I’m not sure I understand what you agree with. The ‘okay to punch Nazis’ part, the ‘equivocation must be replaced with decisiveness’ part, the ‘protest is an important right’ part or something else? I think there’s reasonable argument to be had over at least two of those, though I firmly support the latter.
Certainly the ‘protest is an important right’ part. And to an extent the ‘it’s okay to punch Nazis’ part – though I do mean legitimate Nazis like Richard Spencer, not “oooo er I disagree with Andrew Bolt so he must be a Nazi”. Much as I might think Andrew Bolt is a knob, he’s not a Nazi.

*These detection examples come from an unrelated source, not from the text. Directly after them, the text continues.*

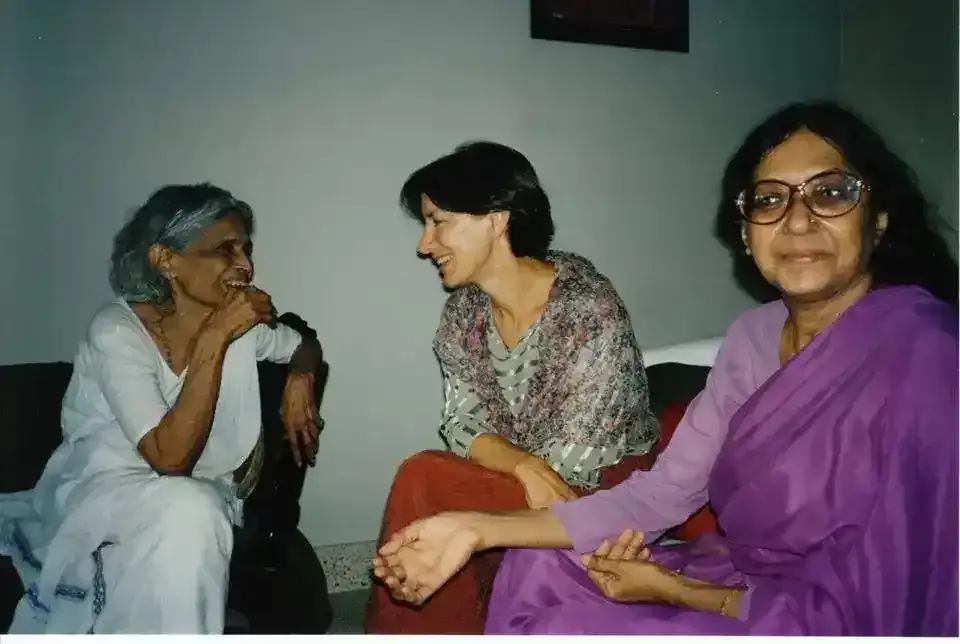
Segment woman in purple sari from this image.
[374,103,958,637]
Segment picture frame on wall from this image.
[530,0,690,53]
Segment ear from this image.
[490,210,510,237]
[874,212,890,243]
[147,244,174,279]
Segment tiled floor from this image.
[328,588,370,635]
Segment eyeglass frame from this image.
[734,170,870,226]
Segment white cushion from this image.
[642,338,723,367]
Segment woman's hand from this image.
[583,554,683,604]
[513,456,577,510]
[204,286,275,344]
[373,512,480,606]
[583,529,682,603]
[593,528,650,561]
[280,371,320,466]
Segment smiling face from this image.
[417,195,507,288]
[151,215,253,308]
[743,131,885,302]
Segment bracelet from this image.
[720,590,737,617]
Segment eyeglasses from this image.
[736,170,870,226]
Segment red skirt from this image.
[365,451,654,635]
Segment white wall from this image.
[840,0,960,240]
[0,0,28,363]
[0,0,840,544]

I’m fully aware punching even legitimate Nazis is hypocritical but frankly I’m willing to be a hypocrite in that case.
When the Sunni choose solidarity with the PLO who were expelled from Jordan for being assholes and ignited a war in Lebanon’s fragile sectarian state by murdering and terrorising Christians but still find a way to blame the Israelis even when they disarm and withdraw and the PLO and Hezbollah don’t.
If it wasn’t for Israeli/US money and intervention my family and I would never have made it to Australia. Probably dead bodies in a mass grave.

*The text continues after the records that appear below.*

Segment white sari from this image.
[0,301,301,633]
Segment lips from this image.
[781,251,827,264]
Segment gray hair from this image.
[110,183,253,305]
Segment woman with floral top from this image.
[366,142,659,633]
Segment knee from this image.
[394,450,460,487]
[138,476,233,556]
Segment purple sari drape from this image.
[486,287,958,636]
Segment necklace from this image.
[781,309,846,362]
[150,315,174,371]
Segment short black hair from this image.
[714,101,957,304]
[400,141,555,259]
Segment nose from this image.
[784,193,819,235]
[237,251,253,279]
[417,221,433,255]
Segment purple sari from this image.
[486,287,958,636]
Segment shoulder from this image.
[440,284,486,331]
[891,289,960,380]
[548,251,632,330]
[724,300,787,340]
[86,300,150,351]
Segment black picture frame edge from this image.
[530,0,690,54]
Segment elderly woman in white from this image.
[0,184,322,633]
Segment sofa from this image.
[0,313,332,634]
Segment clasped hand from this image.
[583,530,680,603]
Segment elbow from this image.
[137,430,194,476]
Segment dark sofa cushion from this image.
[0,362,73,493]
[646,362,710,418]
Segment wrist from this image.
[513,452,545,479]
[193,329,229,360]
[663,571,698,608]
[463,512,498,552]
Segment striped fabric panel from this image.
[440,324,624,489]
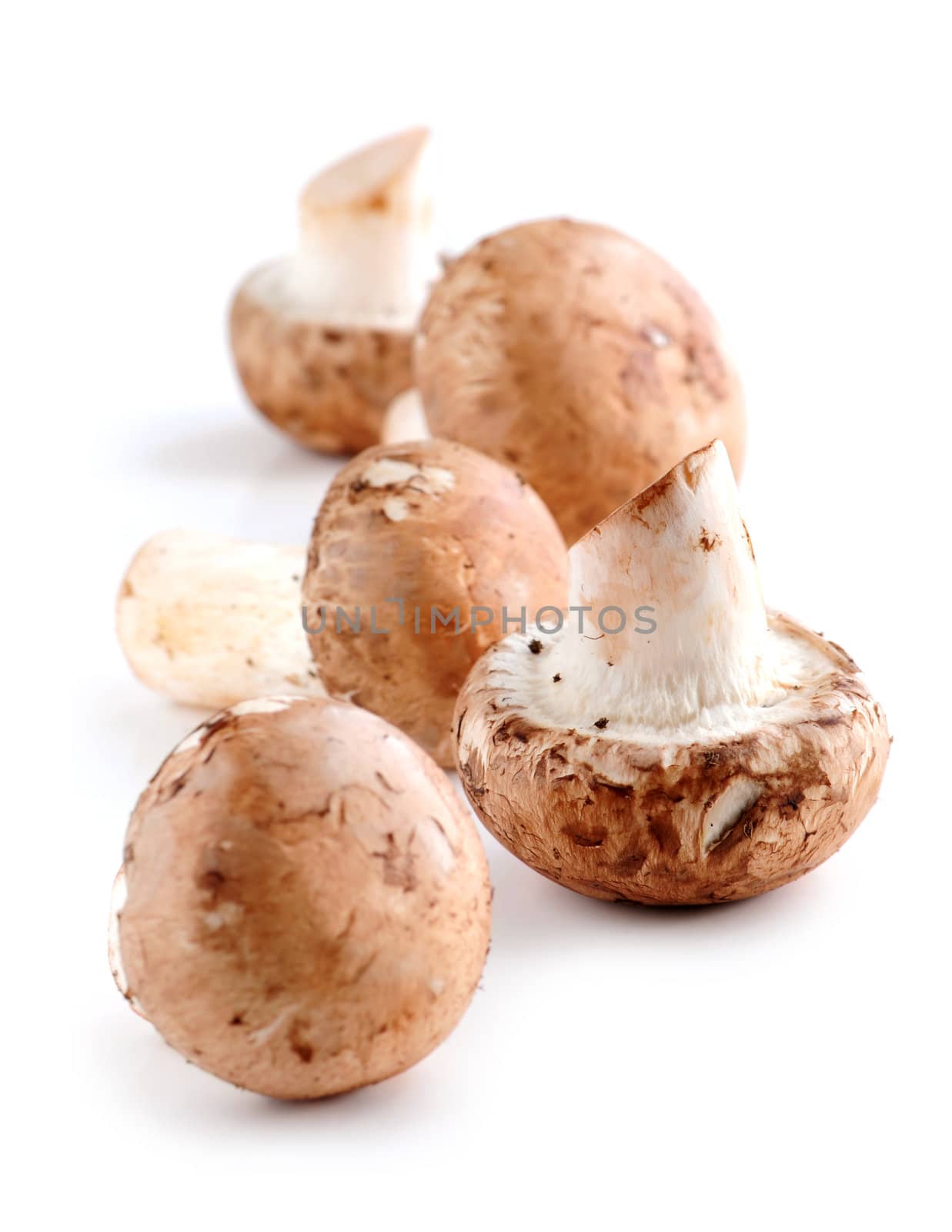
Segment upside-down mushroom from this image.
[303,440,568,766]
[230,128,437,454]
[414,218,745,544]
[456,442,889,903]
[109,698,490,1099]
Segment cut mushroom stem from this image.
[558,441,771,728]
[380,390,429,445]
[230,128,439,454]
[293,128,435,326]
[115,530,325,710]
[454,442,889,903]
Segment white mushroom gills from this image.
[532,441,829,741]
[570,441,767,725]
[291,128,436,326]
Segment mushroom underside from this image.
[457,614,889,904]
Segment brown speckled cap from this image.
[112,698,490,1099]
[456,445,889,904]
[303,440,568,765]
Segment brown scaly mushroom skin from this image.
[415,218,747,544]
[302,440,568,766]
[457,447,889,904]
[230,292,413,454]
[113,698,490,1099]
[230,128,437,454]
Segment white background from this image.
[0,0,952,1232]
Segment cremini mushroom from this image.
[380,390,431,445]
[115,530,324,710]
[230,128,439,454]
[456,442,889,903]
[414,218,745,544]
[303,440,568,765]
[111,698,490,1099]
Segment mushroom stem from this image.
[293,128,436,326]
[115,531,326,710]
[560,441,767,727]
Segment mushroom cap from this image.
[230,280,413,454]
[456,441,889,904]
[456,612,889,904]
[303,440,568,765]
[414,218,745,544]
[113,698,490,1099]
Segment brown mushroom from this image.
[414,218,745,544]
[111,698,490,1099]
[303,440,568,765]
[115,530,325,710]
[230,129,437,454]
[456,442,889,903]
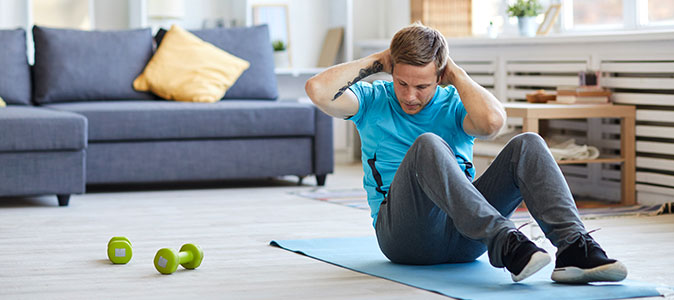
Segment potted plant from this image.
[271,40,290,68]
[508,0,543,36]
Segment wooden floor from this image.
[0,165,674,299]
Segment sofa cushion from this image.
[156,25,278,100]
[0,29,31,105]
[0,105,87,152]
[33,26,156,104]
[47,100,315,142]
[133,25,250,103]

Maybe if he was around for the civil war and PLO instigation he’d not be so short sighted. Sore spot.
Other than that was a good read >.>
He grew up in a country wracked by sectarian violence, and his takeaway point was that violence against people saying things you disagree with (e.g. neo-nazi or radical muslim) is a great idea? I think he learned exactly the wrong lesson.

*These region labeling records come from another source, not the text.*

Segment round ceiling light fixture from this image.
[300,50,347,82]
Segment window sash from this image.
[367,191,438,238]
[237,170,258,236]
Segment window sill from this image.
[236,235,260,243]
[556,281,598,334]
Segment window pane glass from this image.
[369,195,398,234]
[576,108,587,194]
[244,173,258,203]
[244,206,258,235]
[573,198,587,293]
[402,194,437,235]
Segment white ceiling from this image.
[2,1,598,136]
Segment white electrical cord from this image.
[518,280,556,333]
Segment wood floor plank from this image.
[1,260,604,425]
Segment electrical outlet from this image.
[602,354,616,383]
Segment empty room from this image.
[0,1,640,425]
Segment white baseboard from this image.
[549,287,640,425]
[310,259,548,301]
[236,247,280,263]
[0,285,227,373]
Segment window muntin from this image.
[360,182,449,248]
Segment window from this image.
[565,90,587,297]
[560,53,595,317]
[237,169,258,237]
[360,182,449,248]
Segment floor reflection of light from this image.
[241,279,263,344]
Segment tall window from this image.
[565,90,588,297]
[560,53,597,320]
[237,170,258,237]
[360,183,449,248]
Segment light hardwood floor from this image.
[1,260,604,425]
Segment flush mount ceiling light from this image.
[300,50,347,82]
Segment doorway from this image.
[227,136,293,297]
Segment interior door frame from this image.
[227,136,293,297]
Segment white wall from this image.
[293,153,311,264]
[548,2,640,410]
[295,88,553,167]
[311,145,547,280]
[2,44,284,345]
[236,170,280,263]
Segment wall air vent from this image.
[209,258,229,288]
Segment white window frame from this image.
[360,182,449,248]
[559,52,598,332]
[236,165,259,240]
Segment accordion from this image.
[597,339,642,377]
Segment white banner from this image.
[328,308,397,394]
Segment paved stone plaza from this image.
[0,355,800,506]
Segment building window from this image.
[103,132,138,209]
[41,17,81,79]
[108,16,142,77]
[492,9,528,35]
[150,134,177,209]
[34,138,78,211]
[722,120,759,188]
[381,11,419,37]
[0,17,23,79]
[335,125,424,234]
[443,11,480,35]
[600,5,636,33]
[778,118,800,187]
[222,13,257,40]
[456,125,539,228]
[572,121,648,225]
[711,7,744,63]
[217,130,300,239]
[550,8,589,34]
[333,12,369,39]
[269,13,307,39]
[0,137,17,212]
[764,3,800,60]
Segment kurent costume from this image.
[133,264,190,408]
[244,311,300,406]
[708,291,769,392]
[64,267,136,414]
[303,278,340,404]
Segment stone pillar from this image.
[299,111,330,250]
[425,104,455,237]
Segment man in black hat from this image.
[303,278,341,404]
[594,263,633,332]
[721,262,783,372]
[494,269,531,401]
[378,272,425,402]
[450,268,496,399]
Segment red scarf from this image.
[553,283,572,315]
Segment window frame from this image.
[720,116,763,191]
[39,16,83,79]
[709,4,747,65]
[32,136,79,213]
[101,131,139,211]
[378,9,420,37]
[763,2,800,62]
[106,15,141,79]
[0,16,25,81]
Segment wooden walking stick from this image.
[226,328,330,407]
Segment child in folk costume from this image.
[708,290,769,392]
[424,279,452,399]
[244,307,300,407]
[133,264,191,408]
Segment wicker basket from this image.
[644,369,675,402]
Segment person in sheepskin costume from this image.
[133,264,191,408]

I don’t like Nazis, and I get a good chuckle every time I watch the Blues Brothers drive them off a bridge. However, when the “Nazi” in question says they’re not a Nazi, and even if I find what they say pretty distasteful, do I get to decide that they are a Nazi? Which thoughts are punch worthy? Who decides how many punches each Nazi gets? What uniform should people wear when punching Nazis?
Violence begets violence. Cliché? Absolutely, doesn’t make it any less true.
Still something supremely satisfying seeing some asshole get their block knocked off for being an asshole.
I think what regular visitors to this site seem to forget, no matter their beliefs (and how closely they hold them and share them on forums such as Kotaku), is we are discussing media.
The role of this sort of media has, in today’s landscape, today’s society.
Like it or not, but social media has leap-frogged gaming, it’s the new ‘in-thing’.
Video Killed the Radio Star is not just a catchy song you know.
Games, like other traditional types of art and expression that we as a species are programmed to congregate around and discuss, are still static.
Social media is communicative and fluid in a way games still aren’t.
What I’m trying to say here is:
The guy’s game: a good thing. To be judged on its own merits.
The very channels we use to discuss it: recognise that this game is in part a meditation on those as well, and how particular sets of people utilise those channels for less than pluralistic purposes.
I’m finding a lot these days we are becoming to frivolous in our use 9f the term nazi. People are using it as an excuse for violence and then try take the moral high horse because they punched a nazi.
There is a very clear amd obvious difference between a nazi and someone with different political views. You want to use violence to push your political view on people. You’re closer to a nazi than the ones you’re accusing.
I agree. I don’t find this sort of “media” particularly insightful because they’re actual Nazis – legitimate, actual, card-carrying Nazis. There’s little real moral issue here – they’re faceless soldiers or neo-Nazis that clearly support reprehensible ideals such as literal genocide (and the fact that I have to put ‘literal’ shows how useless the terms have become). That’s different from someone who voted for Trump because they didn’t like HRC or because they wanted tighter immigration control. That doesn’t make them a fascist or a Nazi. People have just grasped at these terms because it’s cool and sounds evil – they’ve lost all meaning now.
And yeah, I guess if “vaguely similar to something possibly linked to Nazism” makes you a Nazi, then civil disorder, rioting over your political views and physically attacking anyone who doesn’t agree makes you a Nazi.
You can punch a nazi once you’ve joined the military…and only when the head of the armed forces says so.